Step 3: Confirm Lead Time and Shipping Method Before You Approve the PO
Here’s the one most people skip: ask for the real lead time, not the “stock” time. Many common McCloskey wear parts are stocked regionally, but specialty items – like a new eccentric shaft for a C3 cone – can have a 6–8 week build window. I had a vendor quote “in stock” only to find out after ordering that it was a backorder from the UK. We paid $500 for overnight freight on a different vendor’s part to cover the gap. A quick “what’s your ship window from today?” before processing the PO would have caught it.
Checklist item: Lead time confirmed in writing? Shipping method selected (ground vs. expedited)? Cost impact known?
Step 4: Get the Shipping Quote and Incoterms in Writing
Parts freight for heavy McCloskey components can easily exceed the part cost. I once ordered a set of conveyor rollers that weighed 400 lbs.
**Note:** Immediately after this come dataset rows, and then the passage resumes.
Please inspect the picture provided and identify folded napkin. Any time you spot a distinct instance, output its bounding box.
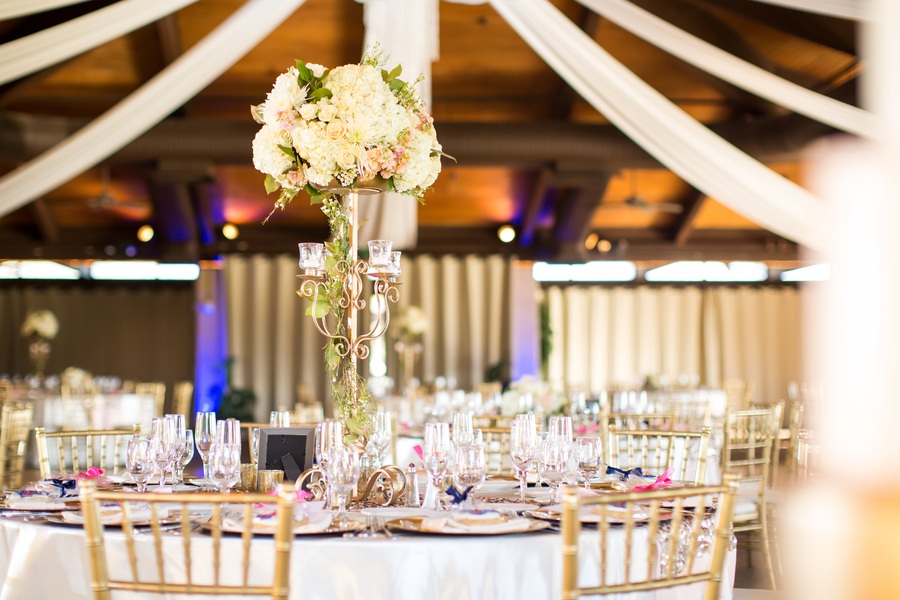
[62,506,169,525]
[421,517,531,533]
[633,467,675,492]
[222,511,332,534]
[6,496,70,510]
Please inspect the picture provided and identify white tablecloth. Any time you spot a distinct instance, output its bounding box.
[0,518,735,600]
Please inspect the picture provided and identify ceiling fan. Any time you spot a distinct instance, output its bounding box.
[600,171,684,215]
[87,164,147,210]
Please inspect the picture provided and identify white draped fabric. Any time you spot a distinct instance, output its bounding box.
[0,0,305,215]
[0,0,94,20]
[223,255,510,421]
[546,286,801,403]
[744,0,871,21]
[491,0,827,250]
[359,0,440,250]
[578,0,883,138]
[0,0,197,84]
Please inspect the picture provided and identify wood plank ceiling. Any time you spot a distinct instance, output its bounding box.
[0,0,859,260]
The dealer quoted FOB factory, and I assumed standard LTL. Turned out their preferred carrier charged a $250 liftgate fee that wasn’t on the invoice. Now I always ask: “What’s the total delivered cost, including any accessorials?” Get it on the quote. If you’re shipping to a worksite without a loading dock, confirm liftgate or forklift availability. That saved us $180 on a subsequent order.
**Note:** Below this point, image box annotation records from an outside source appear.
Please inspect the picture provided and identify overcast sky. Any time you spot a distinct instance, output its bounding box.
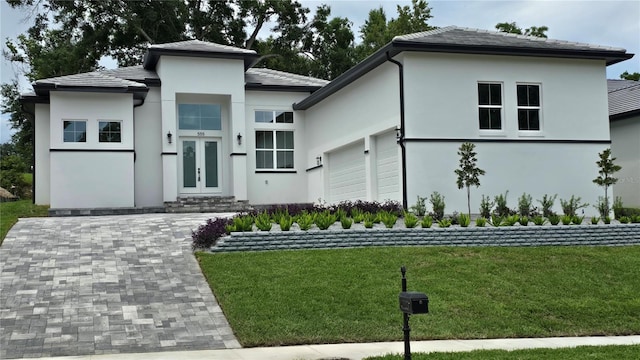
[0,0,640,142]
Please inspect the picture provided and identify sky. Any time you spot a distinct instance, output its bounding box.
[0,0,640,143]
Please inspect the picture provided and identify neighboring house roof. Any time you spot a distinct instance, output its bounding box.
[293,26,633,110]
[143,40,259,70]
[607,80,640,120]
[244,68,329,92]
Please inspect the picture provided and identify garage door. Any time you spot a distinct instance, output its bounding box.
[327,142,367,203]
[376,132,400,201]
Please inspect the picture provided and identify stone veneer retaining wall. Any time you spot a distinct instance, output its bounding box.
[211,224,640,252]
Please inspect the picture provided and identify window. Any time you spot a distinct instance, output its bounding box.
[517,85,540,131]
[478,83,502,130]
[63,120,87,142]
[98,121,121,142]
[256,111,293,124]
[256,131,293,169]
[178,104,222,130]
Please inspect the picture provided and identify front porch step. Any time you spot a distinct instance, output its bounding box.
[164,196,253,213]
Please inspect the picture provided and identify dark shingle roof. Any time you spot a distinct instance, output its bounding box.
[244,68,329,92]
[143,40,258,70]
[293,26,633,110]
[607,80,640,120]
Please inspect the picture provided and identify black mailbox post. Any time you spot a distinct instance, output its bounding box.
[399,266,429,360]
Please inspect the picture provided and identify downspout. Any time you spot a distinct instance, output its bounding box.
[387,51,409,210]
[20,103,36,205]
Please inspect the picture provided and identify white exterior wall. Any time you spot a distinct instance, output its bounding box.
[611,116,640,207]
[34,104,51,205]
[49,91,134,209]
[404,53,609,215]
[305,62,400,202]
[156,55,247,201]
[133,87,161,207]
[243,91,315,204]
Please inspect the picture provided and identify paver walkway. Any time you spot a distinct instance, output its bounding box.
[0,214,240,359]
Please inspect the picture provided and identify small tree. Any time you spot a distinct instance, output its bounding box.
[593,148,622,217]
[455,142,484,216]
Pro tip: For rush orders, ask about the dealer’s own truck route. Some McCloskey dealers run weekly delivery runs to major customer regions. I’ve had parts dropped at our yard two days faster than common carrier for zero expedite fee. It’s worth asking.
Checklist item: Delivered price confirmed? Any extra fees (liftgate, residential, inside delivery) identified?
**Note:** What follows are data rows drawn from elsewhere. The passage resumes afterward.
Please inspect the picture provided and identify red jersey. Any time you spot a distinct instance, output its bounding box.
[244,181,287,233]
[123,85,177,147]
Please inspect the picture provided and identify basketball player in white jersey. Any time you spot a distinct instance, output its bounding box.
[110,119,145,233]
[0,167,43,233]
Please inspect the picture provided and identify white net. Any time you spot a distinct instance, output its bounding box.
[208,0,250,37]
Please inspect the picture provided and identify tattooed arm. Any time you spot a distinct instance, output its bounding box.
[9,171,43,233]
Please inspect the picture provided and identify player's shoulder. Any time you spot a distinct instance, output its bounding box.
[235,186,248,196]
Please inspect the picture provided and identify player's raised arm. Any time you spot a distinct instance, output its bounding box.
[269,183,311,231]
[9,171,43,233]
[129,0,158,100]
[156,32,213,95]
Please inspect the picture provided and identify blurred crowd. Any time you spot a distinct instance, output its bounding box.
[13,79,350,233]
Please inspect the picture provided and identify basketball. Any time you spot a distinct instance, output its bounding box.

Step 5: Inspect on Receipt – With Photos
This step feels tedious, but it’s the cheapest insurance you can buy. When the part arrives, take three photos: the packaging label, the part itself (showing any part number engraved or stamped), and a shot of the part next to the old one if you still have it. I do this within an hour of delivery. In Q3 2024, I caught a mis‑packed bearing that was a different series than what we ordered. The photo evidence let the dealer process a replacement same day instead of a warranty hassle that would have taken a week. Five minutes of photos saved us from a $1,200 equipment idle time.
Checklist item: Part received matches PO? Photos saved? Any damage noted (and reported within 24h)?
Step 6: File the Invoice and Warranty Info Immediately
Finance hates paper‑only invoices. When the invoice arrives, attach the PO, shipping proof, and your receipt photos into your ERP or filing system. McCloskey parts typically carry a 12-month warranty against defects – but the clock starts on the invoice date. If you don’t install the part for three months, you’ve already lost a quarter of your coverage. I flag the warranty expiry date in my calendar and forward it to the maintenance supervisor. That simple habit paid off when a hydraulic motor failed at month 11 – we got a free replacement.
Checklist item: Invoice filed with PO? Warranty expiry date recorded and communicated to maintenance?
Common Mistakes to Avoid
- ✗ Trusting “that’s the same part as last year” without checking for superseded numbers. McCloskey updates parts often; always verify.
- ✗ Relying on verbal lead times. Get it in an email or quote. Verbal promises disappear when the order is late.
- ✗ Skipping the receipt inspection because you’re busy. A quick 3‑minute check now can prevent a 3‑week reorder cycle.
- ✗ Assuming your dealer’s system has the lowest price. I found a 15% difference between two authorized dealers for the same genuine McCloskey part. Always get two quotes for anything over $500.
Look, I’m not saying every order will go perfectly. But following this checklist – especially steps 1, 3, and 5 – has cut my reorder rate from about 8% to under 2% over the past 18 months. That’s roughly $4,000 in avoided waste and downtime. Five minutes of upfront verification beats five days of correction. Every time.